Pronto dejamos atrás los frailejones e ingresamos a la selva, pedaleamos bajo un techo de hojas tan grandes como para envolver a un ciclista como si fuera un burrito. Los colibríes revolotean por los aires, son azules, anaranjados, verdes y cafés, tan pequeños como una ciruela y otros tan grandes como un pomelo. El páramo y la selva que lo rodea son un punto de gran biodiversidad dentro de un país que ya es considerado como poseedor de las áreas más biodiversas del mundo. Más de 56.000 especies de plantas y animales, incluyendo más de 1.800 especies de aves, viven en Colombia y son cerca del diez por ciento de la biodiversidad del planeta. El páramo, con su suelo rico en carbono, sirve también como un contenedor para el cambio climático.

Sin embargo, estos ecosistemas están cada vez bajo mayor riesgo. La ganadería está reemplazando los sistemas naturales a toda altura de terreno, incluyendo los páramos y el —alguna vez— extenso bosque montañoso de imponentes palmas de cera del Quindío. El oro, el carbón y otros minerales están atrayendo a las compañías mineras hasta los páramos. Y las temperaturas, que se elevan en todo el mundo, suben más de lo que incluso este ecosistema tan rico y resiliente puede soportar.

Alex, Emilé y Lucas (de izquierda a derecha) pasan por los resabios de un alud en un camino a las afueras de Manizales. Tales deslizamientos se están volviendo cada vez más comunes entre los caminos de tierra de la región, a medida que el cambio climático se intensifica, tormentas cada vez más extremas saturan de agua las laderas empinadas.

El cambio climático también está modificando los patrones climáticos del país. Las tormentas están aumentando su intensidad y frecuencia, al igual que las sequías. Vimos el impacto que demasiada agua puede tener en las laderas a medida que descendíamos, donde un alud gigante se llevó un trozo de montaña y dejó rocas del porte de un auto en la mitad del camino. Juan, nuestro guía, nos cuenta que este año ha llovido el doble de lo normal en la provincia de Caldas.

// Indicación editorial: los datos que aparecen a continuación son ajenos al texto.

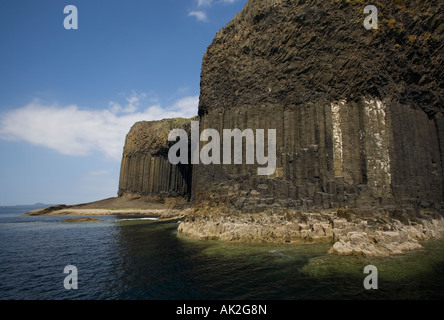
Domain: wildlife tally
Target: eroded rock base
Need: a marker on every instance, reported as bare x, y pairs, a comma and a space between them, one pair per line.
369, 232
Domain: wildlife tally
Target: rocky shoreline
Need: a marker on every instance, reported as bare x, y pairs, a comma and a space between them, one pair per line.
368, 232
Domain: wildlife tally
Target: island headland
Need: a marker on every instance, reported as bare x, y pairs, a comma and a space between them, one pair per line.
359, 131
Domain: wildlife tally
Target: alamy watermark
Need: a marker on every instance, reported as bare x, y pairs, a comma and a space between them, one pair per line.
371, 281
70, 281
211, 152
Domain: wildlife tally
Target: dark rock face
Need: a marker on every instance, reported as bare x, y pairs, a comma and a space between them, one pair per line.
358, 112
145, 169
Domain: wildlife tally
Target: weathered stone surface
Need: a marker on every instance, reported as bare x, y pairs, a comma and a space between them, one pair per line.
355, 123
354, 237
359, 120
145, 168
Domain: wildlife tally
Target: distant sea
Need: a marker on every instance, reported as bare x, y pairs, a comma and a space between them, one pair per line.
122, 258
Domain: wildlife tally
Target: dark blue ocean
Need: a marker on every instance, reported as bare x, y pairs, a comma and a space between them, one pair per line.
126, 258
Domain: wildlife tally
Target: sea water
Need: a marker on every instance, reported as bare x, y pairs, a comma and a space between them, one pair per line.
132, 258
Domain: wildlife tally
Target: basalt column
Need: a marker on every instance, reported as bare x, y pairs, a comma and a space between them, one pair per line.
357, 112
145, 168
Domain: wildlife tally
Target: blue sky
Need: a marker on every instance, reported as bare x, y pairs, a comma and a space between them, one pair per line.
68, 97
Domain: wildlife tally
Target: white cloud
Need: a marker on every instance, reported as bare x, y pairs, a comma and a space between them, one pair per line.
200, 15
204, 3
74, 131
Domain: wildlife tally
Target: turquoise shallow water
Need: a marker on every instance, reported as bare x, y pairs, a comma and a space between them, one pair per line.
125, 259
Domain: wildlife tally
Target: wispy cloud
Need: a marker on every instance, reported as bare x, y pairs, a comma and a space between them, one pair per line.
71, 130
200, 15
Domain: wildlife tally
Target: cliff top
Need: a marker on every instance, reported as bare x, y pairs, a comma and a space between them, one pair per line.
151, 137
305, 51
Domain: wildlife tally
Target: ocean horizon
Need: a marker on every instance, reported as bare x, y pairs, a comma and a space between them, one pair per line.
140, 258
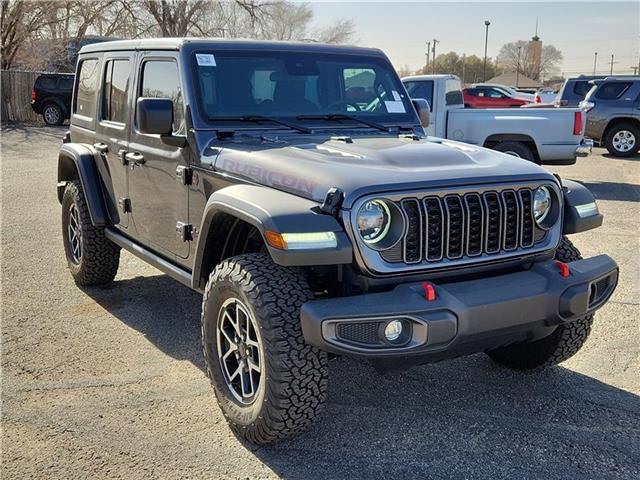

Solo unos días después, un cafetero nos cuenta que la cosecha se hace durante todo el año en vez de dos veces al año. Los periodos secos y de lluvia están tan desordenados, que los granos están madurando en cualquier momento.

La mayoría de los senderos en Manizales fueron hechos por trabajadores que se movilizaban entre las plantaciones bananeras y los cafetales. Ahora, mountain bikers como Emilé suelen encontrar difícil pedalear estos caminos angostos y cubiertos de hojas… o, en algunos casos, incluso espantoso.

Nada de esto parece molestarle a la pequeña niña con la que nos topamos en el siguiente pueblo, quien miró a Sofía y a Emilé con ojos de asombro. “¡Mira, mira!”, gritó, “¡Esas niñas van con bicis grandes!”. Su amiguita se acercó a observar el paso de Sofía y Emilé, ambas sonreían emocionadas, hasta que un perro apareció detrás de una reja, ladrando y tirando tarascones a nuestros tobillos.

Luego de descender 2.438 metros, finalmente llegábamos al corazón de la región cafetera.

Emilé (a la delantera), Simón Arias Lasso (en el medio) y el autor (al final) salen a un camino de tierra ancho luego de pedalear a través de un barrio justo a las afueras de Manizales. Simón es el cofundador de Trail Hunters, una compañía de turismo en Manizales, y nos acompañó como segundo guía en la parte más baja de la zona cafetera de Colombia.

Jeferson Gonzáles pasa sus días en guerra contra un bicho del porte de un alfiler: el gorgojo del café (Hypothenemus hampei) es una especie invasiva que llegó a Colombia a finales de la década de 1980. Este trabajador venezolano de 22 años trabaja en la Hacienda Venecia, una finca productora de café de alrededor de 162 hectáreas y, una planta a la vez, corta con un cuchillo algunos frutos para ver si se han infectado.

“Mira, aquí hay uno”, nos dice, mientras nos muestra un fruto podrido y saca una manchita negra. Esta información le ayuda a la Hacienda Venecia a decidir dónde y cuándo fumigar con pesticidas, el método más usado por los productores convencionales para controlar el gorgojo del café.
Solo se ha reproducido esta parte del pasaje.